Maximales aux niveaux dorsal supérieur et cervical inférieur, les lésions sont constantes et parfois presque exclusives sur les cordons postérieurs, mais l'association à une atteinte des cordons latéraux est habituelle.
Cliniquement, après une installation insidieuse ou subaigüe, les paresthésies dominent, maximales aux membres inférieurs, avec parfois des douleurs. La sensibilité vibratoire et le sens des positions sont atteints et une ataxie est habituelle, accentuée par l'occlusion des yeux. Le syndrome pyramidal se traduit surtout par un signe de Babinski du fait de la dépression des réflexes monosynaptiques. Le LCR est généralement normal.

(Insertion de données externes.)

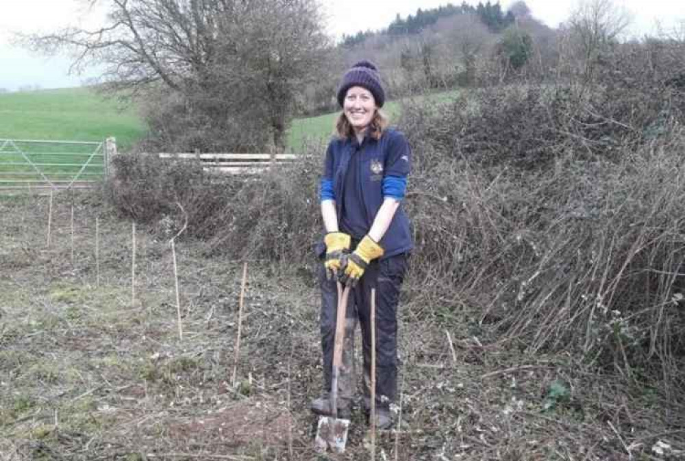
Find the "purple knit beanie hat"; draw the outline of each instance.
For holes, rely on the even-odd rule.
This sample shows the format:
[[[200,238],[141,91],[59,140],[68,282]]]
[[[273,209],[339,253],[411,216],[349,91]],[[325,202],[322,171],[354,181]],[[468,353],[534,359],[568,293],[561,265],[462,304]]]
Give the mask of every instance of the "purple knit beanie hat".
[[[381,84],[378,69],[370,61],[360,61],[352,66],[342,76],[342,81],[338,88],[338,103],[342,107],[347,90],[353,86],[363,86],[373,95],[376,105],[383,107],[385,102],[385,92]]]

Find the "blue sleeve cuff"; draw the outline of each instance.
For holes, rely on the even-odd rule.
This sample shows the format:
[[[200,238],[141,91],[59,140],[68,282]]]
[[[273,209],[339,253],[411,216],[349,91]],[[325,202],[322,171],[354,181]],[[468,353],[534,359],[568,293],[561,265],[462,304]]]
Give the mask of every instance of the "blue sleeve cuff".
[[[321,187],[319,192],[321,201],[324,200],[335,200],[336,193],[333,190],[333,182],[325,178],[321,179]]]
[[[386,176],[383,178],[383,197],[392,197],[397,200],[404,198],[407,189],[406,176]]]

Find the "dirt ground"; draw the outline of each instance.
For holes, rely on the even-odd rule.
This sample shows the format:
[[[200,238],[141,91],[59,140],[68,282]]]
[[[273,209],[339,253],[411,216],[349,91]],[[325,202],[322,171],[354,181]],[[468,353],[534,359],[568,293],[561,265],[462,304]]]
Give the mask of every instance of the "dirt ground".
[[[72,237],[55,197],[49,245],[48,197],[0,197],[0,461],[372,459],[358,406],[345,454],[313,449],[313,260],[247,262],[234,386],[243,262],[177,242],[179,337],[164,223],[137,227],[134,271],[132,223],[93,192],[73,203]],[[421,290],[410,277],[397,429],[375,459],[685,459],[685,410],[658,389],[529,355]]]

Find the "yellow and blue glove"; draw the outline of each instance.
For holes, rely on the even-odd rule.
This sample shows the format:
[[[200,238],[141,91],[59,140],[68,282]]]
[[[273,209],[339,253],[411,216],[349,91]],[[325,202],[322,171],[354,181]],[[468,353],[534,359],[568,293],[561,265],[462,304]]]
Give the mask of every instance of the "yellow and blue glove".
[[[345,232],[329,232],[323,238],[326,244],[326,277],[330,280],[338,276],[342,266],[342,259],[349,253],[350,236]]]
[[[379,245],[369,236],[364,236],[354,251],[345,258],[342,273],[338,277],[340,283],[355,286],[369,263],[382,256],[384,252]]]

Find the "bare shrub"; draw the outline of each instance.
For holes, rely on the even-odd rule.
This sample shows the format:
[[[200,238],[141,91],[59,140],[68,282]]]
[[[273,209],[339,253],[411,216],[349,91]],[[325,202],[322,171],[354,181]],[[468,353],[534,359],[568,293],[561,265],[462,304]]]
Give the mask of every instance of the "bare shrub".
[[[465,310],[530,350],[682,379],[682,93],[638,66],[405,108],[423,314]]]
[[[187,234],[206,240],[210,253],[301,261],[313,254],[319,232],[323,150],[312,148],[295,165],[247,177],[208,173],[197,162],[119,155],[105,191],[123,216],[139,222],[170,220],[169,237],[186,218],[179,216],[180,204]]]

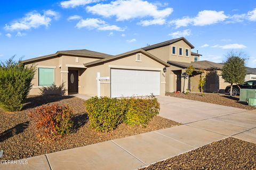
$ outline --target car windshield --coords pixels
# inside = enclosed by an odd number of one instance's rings
[[[253,82],[252,81],[247,81],[245,82],[244,84],[243,84],[243,86],[252,86],[253,83]]]

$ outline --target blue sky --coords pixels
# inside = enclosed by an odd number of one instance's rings
[[[0,61],[87,49],[118,54],[180,36],[225,61],[243,51],[256,67],[256,1],[1,1]]]

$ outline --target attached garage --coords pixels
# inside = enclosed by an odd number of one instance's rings
[[[169,65],[142,49],[84,66],[81,81],[86,83],[85,94],[122,97],[165,94],[165,71]]]
[[[160,71],[111,69],[111,97],[160,95]]]

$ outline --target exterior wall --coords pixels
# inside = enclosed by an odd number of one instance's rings
[[[165,74],[163,72],[163,69],[164,66],[142,54],[141,57],[141,62],[136,62],[136,55],[132,55],[130,56],[123,57],[119,60],[110,61],[105,63],[103,64],[98,65],[93,67],[89,67],[86,69],[82,78],[83,83],[84,84],[84,90],[82,93],[84,94],[91,96],[97,95],[97,83],[96,80],[97,72],[100,73],[100,76],[108,76],[109,80],[101,80],[100,81],[101,96],[110,96],[110,82],[111,75],[110,65],[114,68],[115,66],[118,67],[123,67],[124,69],[126,67],[131,68],[136,68],[138,70],[143,70],[145,68],[159,69],[160,77],[160,94],[164,95],[165,94]]]
[[[246,74],[244,81],[246,81],[249,80],[256,80],[256,74]]]

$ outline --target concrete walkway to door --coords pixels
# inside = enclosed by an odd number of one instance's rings
[[[185,124],[28,158],[1,169],[135,169],[229,136],[256,143],[256,110],[158,97],[160,116]]]

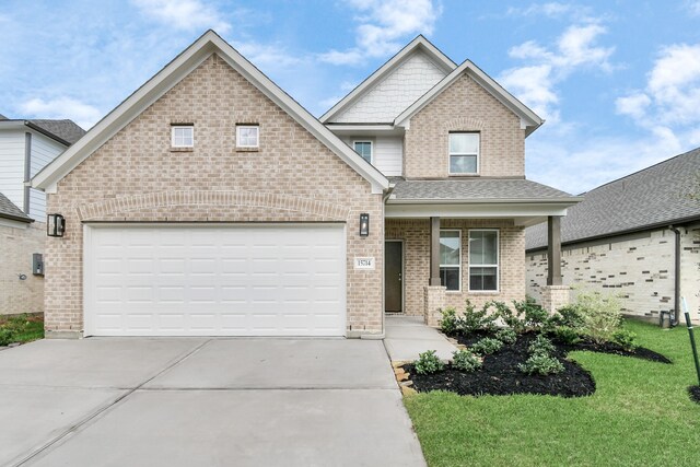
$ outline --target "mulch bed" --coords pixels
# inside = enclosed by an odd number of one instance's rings
[[[690,400],[700,404],[700,386],[688,387],[688,394],[690,394]]]
[[[489,336],[488,334],[475,334],[471,336],[456,337],[459,343],[467,347]],[[614,353],[618,355],[635,357],[662,363],[670,363],[664,355],[652,350],[638,348],[629,352],[616,343],[596,345],[591,341],[582,341],[575,346],[563,346],[553,342],[556,357],[564,366],[559,374],[547,376],[527,375],[522,373],[517,365],[528,359],[527,347],[535,339],[533,332],[517,337],[517,341],[483,358],[483,366],[472,373],[464,373],[452,369],[450,365],[444,372],[420,375],[416,373],[412,364],[404,366],[410,373],[413,388],[418,392],[450,390],[459,395],[511,395],[511,394],[541,394],[561,397],[583,397],[595,393],[595,381],[586,370],[578,363],[567,360],[567,354],[573,350],[587,350],[594,352]]]

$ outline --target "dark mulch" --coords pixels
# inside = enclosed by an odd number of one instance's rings
[[[688,387],[688,394],[690,394],[690,400],[700,404],[700,386]]]
[[[469,347],[488,332],[480,332],[467,337],[456,337],[460,343]],[[410,373],[413,387],[418,392],[450,390],[459,395],[511,395],[511,394],[541,394],[561,397],[583,397],[595,393],[595,381],[586,370],[578,363],[568,360],[567,354],[573,350],[588,350],[594,352],[615,353],[618,355],[637,357],[645,360],[670,363],[668,359],[649,349],[638,348],[629,352],[616,343],[596,345],[591,341],[575,346],[563,346],[553,342],[556,357],[564,366],[559,374],[547,376],[527,375],[522,373],[517,365],[528,359],[527,347],[536,335],[528,332],[517,337],[512,346],[503,346],[499,352],[486,355],[483,366],[472,373],[464,373],[447,366],[444,372],[420,375],[416,373],[413,365],[405,365]]]

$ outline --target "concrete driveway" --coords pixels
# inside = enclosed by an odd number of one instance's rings
[[[425,465],[381,341],[42,340],[0,375],[0,465]]]

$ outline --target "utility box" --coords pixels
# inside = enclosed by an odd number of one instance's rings
[[[40,253],[32,254],[32,273],[34,276],[44,276],[44,255]]]

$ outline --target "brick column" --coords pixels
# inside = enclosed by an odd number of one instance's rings
[[[442,285],[425,285],[424,288],[423,303],[425,308],[423,317],[428,326],[440,326],[440,319],[442,318],[440,310],[445,307],[445,290],[447,288]]]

L'aggravation spontanée se fait vers une paraplégie flasque avec troubles sphinctériens et atteinte sévère des divers modes de sensibilité.
L'étiologie est classiquement rapportée au syndrome neuro-anémique ou neuro-achylique, dont la vitaminothérapie B12 précoce, parentérale et continue peut permettre une récupération totale dans 50% des cas. Le diagnostic est facilité par l'imagerie par résonnance magnétique (IRM) médullaire, qui met en évidence des hypersignaux régressant souvent après ce traitement. Une paraplégie spasmodique familiale de Strümpell-Lorrain est aussi possible. Une syphilis médullaire est devenue exceptionnelle.
A. G. von Strümpell, neurologue allemand (1880) ; M. Lorrain, médecin français (1898)
Syn. dégénérescence combinée de la moelle
→ Biermer (maladie de), vitamine B12 (carence en), paraplégie spasmodique familiale de Strümpell-Lorrain
segments cervicaux de la moelle spinale l.m.p.
→ partie cervicale de la moelle spinale
segments coccygiens de la moelle spinale l.m.p.